Well, is life like a road? I suppose, as Dogen (pronounced Dough-gan) said, "we are what we understand".

Whatever, the "road" is terrible at times, if not for us, then for others. Newsreels, and stories and pictures from any week. Little kiddies the same age as my own grandchildren, loved to bits. Other children bewildered. Children are resilient yet what do they make of our world, their road? Here I have the freedom so many there can only dream of.

Sometimes my mind turns to "Holy" books, of how we, the human family, can't even agree which book is the one, if there is indeed one at all, written by God. Then, among those who choose a particular book, again dispute its "meaning". All needing commentaries, study guides, and what-not. One of the books claims that eventually "a little child shall lead them".....which seems pretty far fetched.
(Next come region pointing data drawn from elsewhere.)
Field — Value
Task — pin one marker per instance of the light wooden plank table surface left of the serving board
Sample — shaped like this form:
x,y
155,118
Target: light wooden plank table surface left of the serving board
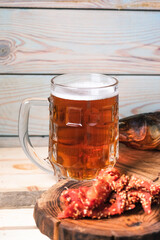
x,y
21,183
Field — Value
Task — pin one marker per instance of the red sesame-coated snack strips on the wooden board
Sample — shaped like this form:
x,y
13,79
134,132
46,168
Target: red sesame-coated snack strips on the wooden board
x,y
110,194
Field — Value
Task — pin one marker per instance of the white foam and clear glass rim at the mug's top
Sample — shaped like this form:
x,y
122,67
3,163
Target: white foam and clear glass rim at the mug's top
x,y
84,87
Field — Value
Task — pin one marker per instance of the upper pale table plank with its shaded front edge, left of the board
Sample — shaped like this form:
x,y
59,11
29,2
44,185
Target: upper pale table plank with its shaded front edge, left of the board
x,y
21,182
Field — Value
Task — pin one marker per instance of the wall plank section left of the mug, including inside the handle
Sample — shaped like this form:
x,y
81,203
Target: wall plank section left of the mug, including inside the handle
x,y
14,89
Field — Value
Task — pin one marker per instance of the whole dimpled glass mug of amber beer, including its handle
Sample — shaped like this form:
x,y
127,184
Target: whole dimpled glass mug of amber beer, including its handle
x,y
83,128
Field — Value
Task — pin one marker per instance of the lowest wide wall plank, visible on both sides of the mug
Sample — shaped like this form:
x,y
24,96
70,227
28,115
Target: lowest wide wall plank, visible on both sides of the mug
x,y
138,94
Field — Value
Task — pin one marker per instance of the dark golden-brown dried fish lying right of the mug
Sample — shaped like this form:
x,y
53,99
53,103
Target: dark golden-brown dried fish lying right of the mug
x,y
141,131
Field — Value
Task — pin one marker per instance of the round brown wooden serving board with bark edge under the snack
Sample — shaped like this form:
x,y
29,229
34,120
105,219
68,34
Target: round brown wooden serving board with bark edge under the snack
x,y
134,224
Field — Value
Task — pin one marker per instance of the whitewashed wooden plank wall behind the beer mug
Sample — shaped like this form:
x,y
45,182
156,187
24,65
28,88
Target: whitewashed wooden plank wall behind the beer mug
x,y
39,40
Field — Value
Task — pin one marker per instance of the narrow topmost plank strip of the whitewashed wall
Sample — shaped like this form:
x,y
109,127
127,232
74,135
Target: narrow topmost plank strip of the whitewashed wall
x,y
103,4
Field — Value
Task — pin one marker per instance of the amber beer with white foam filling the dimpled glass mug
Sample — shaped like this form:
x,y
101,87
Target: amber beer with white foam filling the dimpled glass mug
x,y
83,132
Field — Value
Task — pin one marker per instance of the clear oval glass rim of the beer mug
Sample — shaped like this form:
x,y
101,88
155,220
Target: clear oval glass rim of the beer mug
x,y
78,74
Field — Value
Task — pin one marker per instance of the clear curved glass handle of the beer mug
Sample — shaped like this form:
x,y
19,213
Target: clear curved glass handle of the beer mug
x,y
23,133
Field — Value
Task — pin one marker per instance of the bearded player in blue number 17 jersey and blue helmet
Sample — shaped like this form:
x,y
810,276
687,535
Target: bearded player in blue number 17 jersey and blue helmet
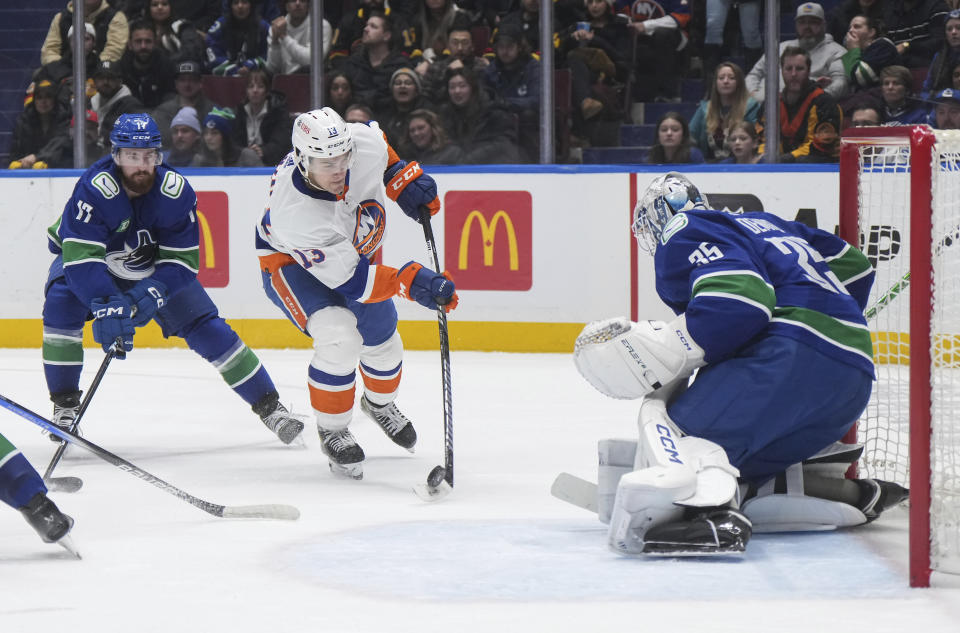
x,y
127,252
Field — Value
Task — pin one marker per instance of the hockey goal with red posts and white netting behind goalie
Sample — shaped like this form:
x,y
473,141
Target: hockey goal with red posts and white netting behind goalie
x,y
900,202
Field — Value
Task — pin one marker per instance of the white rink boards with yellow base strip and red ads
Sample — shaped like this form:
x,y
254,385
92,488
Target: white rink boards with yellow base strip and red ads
x,y
536,251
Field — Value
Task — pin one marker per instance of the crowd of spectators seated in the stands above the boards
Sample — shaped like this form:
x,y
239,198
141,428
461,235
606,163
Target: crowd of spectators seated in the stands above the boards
x,y
458,81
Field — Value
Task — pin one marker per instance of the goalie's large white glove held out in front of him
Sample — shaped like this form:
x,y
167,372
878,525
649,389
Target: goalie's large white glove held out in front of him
x,y
627,360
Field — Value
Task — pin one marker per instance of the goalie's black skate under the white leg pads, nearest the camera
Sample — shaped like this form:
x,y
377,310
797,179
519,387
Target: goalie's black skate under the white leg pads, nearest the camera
x,y
702,532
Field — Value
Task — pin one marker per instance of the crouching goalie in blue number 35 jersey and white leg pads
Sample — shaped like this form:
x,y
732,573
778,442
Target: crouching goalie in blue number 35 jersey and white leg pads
x,y
771,312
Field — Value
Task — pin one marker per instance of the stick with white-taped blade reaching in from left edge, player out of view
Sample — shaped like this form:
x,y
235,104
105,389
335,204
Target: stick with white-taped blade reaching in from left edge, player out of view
x,y
268,511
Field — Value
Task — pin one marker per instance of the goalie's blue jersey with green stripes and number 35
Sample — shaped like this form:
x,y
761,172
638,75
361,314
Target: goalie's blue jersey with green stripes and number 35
x,y
742,276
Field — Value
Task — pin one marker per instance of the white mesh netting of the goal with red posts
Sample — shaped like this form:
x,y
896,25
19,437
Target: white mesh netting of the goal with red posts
x,y
885,227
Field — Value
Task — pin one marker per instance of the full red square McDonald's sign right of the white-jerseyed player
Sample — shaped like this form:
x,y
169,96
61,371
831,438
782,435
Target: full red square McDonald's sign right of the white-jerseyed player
x,y
489,239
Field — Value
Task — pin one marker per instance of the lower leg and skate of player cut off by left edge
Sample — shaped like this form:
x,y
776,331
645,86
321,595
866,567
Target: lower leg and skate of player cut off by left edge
x,y
22,488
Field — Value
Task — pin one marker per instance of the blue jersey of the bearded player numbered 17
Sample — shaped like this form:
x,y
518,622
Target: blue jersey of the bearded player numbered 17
x,y
104,234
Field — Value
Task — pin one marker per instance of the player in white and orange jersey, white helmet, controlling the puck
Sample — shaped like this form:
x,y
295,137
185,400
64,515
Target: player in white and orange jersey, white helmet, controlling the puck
x,y
324,222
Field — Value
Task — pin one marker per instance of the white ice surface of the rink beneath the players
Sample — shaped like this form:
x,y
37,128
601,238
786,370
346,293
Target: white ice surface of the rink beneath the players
x,y
499,554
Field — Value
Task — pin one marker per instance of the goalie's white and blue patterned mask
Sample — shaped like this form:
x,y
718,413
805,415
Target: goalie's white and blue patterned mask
x,y
666,196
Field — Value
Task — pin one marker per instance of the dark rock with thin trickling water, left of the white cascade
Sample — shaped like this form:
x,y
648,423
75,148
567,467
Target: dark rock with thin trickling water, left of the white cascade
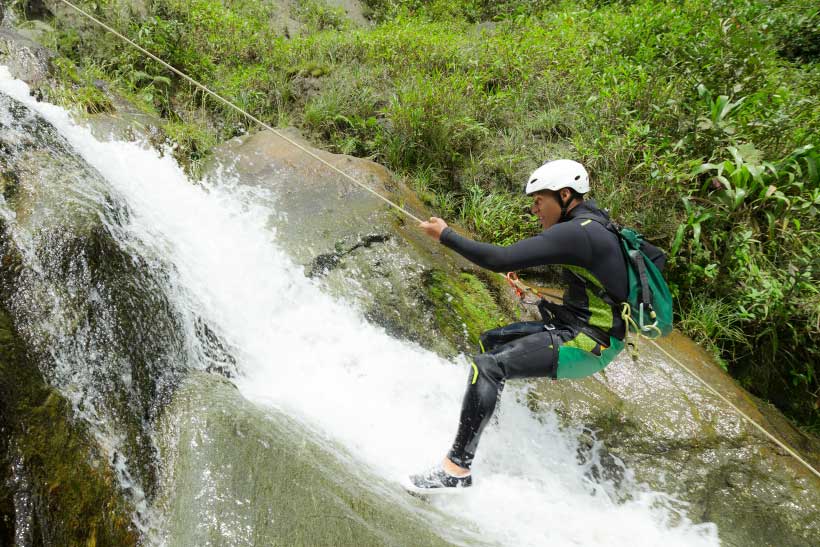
x,y
104,296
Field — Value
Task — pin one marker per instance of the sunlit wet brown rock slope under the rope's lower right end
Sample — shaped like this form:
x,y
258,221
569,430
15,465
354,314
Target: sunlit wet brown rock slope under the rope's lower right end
x,y
679,438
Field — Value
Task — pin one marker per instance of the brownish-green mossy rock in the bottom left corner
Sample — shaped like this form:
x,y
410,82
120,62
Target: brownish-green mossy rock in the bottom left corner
x,y
73,491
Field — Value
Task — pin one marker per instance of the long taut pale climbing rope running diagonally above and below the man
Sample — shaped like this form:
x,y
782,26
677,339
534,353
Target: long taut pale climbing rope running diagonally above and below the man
x,y
513,281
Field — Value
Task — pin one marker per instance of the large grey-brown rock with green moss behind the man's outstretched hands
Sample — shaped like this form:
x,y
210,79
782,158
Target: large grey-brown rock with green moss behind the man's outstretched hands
x,y
359,247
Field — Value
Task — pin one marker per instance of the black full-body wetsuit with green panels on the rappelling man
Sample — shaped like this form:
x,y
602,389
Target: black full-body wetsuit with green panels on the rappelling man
x,y
574,340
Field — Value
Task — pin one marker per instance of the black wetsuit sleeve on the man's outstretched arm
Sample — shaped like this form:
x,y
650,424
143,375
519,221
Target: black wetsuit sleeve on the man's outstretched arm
x,y
560,244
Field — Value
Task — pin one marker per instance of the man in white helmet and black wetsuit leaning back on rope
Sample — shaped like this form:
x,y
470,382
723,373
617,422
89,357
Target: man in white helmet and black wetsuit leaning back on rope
x,y
573,340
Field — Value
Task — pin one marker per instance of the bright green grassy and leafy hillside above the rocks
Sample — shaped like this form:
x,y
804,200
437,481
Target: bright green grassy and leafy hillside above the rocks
x,y
698,120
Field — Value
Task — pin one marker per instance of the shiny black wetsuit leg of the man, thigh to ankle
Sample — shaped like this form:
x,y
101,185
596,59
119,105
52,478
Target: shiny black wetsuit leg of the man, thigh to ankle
x,y
529,356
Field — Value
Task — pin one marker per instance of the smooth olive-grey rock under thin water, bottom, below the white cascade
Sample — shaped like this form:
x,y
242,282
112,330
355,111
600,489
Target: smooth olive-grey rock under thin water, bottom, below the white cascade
x,y
298,493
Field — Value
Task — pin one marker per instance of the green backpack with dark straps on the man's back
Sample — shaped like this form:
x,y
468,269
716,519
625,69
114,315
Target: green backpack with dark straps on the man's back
x,y
648,308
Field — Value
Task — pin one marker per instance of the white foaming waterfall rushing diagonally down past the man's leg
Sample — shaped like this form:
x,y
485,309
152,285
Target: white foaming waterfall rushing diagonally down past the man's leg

Possibly if the book said "Go to Bank and Collect £200" no commentary or involved hermeneutics would be needed. But often the book will simply say "love one another" or "be merciful" so we all reach for the commentaries, or hope that some guru or theologian will explain the technicalities. "Is that dual.....or non-dual".......or "what's in it for me?"

Well, a rather long intro to another poem of mine. Somewhere else I waffled about "authenticity" and of a comment by Dogen that no matter how "low" anyone's symbols were, if the person gave their all then they were "entitled to enlightenment". I was reminded of this when I found the following in my old books.....

[i]Love is where you give the most
No inner warmth or starry host
Eternal, waiting to be caught
Waiting for the words 'I ought'

All our lives spent searching for
A roaring wind , a Holy Law
When our love, all the while
Was in a word or in a smile[/i]

There is another old poem that I remember. (Relevant again now after another incident much the same very recently in Morocco) At the time of writing it I remember even now a great deal of anguish. It came from a news story, of a young boy, just five or so, who fell down a man-hole. His mother rushed to the opening but he was too far down. Soon a rescue squad arrived, a microphone was set up. His mother could hear the little boys cries. Calling for his mother. Eventually one guy went down on a rope. At one point his hands and the hand of the little boy clasped each other, but then slid apart because of the slime. The little lad slid away.

Basically, that is the end of it. I found it all shocking at the time and I think anyone will still find it so if they still have......what can you call it....... "imagination". I see from my old book the use of much tippex as I tried different words. But really, what words could ever be adequate?

The boy was called Alfredo, my poem "Alfredo is it dark?"

[i]Curled within your shocking tomb
As once within your mother's womb
(Alfredo, is it dark?)

On microphone, soul destroying
Hear the muffled fearful crying
(Alfredo is it dark?)

When you lie so far below
Can any stand and worship now.
(Alfredo is it dark?)

The horror of your mother's grief
Rips the heart of all belief

Far beyond the empty skies
The still and silent figure lies
Drawn the final muddied breath
Died, the tiny lonely death[/i]


At the time I was into Theodicy, the attempt to justify God in the face of our world's evil and suffering. Sometimes I thought that I had "the answer" but I now think any "answers" are virtually blasphemy. The "answer" does not rest in any "belief" but is found at another level of being (or non-being).